For some reason, more Democratic voters cast ballots for Senator Michael Bennet than for his opponent, Andrew Romanoff, meaning that Bennet won the nomination. Republicans, meanwhile, cast more ballots for Ken Buck than for Jane Norton. Catanese described the Buck campaign as a veritable steeplechase of imaginary obstacles:

Buck, who ran an upstart, topsy-turvy campaign fit for an outsider, began as an underdog, leapfrogged to front-runner status by midsummer but then lost traction in the final weeks because of a string of verbal gaffes that had the GOP consultant class rolling their eyes.

So when nobody was voting, Buck was losing, but then—also when nobody was voting—he started winning again, but then—still while nobody was voting—he was losing. The dog jumped a frog, then the dog’s paws lost traction, and the consulting class rolled its eyes. Eventful! Then voters voted, and he got more votes than anyone else.

Oh, and he did something to the narrative:

But he also eviscerated the conventional wisdom that the record-breaking GOP turnout would benefit his opponent, former Lt. Gov. Jane Norton.

“The conventional wisdom turned out to be wrong.

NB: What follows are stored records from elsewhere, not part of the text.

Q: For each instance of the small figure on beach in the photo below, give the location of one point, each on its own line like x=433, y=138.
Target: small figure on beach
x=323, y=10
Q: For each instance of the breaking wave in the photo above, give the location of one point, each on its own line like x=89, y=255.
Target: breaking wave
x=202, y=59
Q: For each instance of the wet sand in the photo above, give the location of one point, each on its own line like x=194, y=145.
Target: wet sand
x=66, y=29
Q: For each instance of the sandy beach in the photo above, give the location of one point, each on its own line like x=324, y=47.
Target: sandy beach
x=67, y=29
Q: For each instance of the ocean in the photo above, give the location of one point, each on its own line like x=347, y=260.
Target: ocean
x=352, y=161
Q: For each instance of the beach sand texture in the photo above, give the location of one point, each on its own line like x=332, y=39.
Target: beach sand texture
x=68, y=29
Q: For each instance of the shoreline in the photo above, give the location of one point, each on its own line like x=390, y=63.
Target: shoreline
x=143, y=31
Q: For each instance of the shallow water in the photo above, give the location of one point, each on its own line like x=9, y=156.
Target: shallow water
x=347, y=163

The anti-establishment message was the decisive factor,” said Rob Witwer, a former GOP state representative.

The conventional wisdom, by contradicting the conventional wisdom, turned out to be correct. (Meaning the conventional wisdom was wrong.)

Meanwhile in Connecticut, Maggie Haberman and Shira Toeplitz report that Linda McMahon won her Republican Senate primary because she was rich:

McMahon spent $22 million for a come-from-behind convention victory, but still fell just short of topping the 50 percent mark in Tuesday’s three-way Republican primary.

But Ned Lamont, despite being rich, lost the Democratic primary for governor. According to Politico, this demonstrates the same thing as Linda McMahon’s victory: “the limits of self-funding.”

Possibly the voters preferred McMahon to either of her opponents, but preferred Lamont’s opponent to Lamont? More voters vote for winners than for losers! File that narrative away for November, Politico. It might come in handy.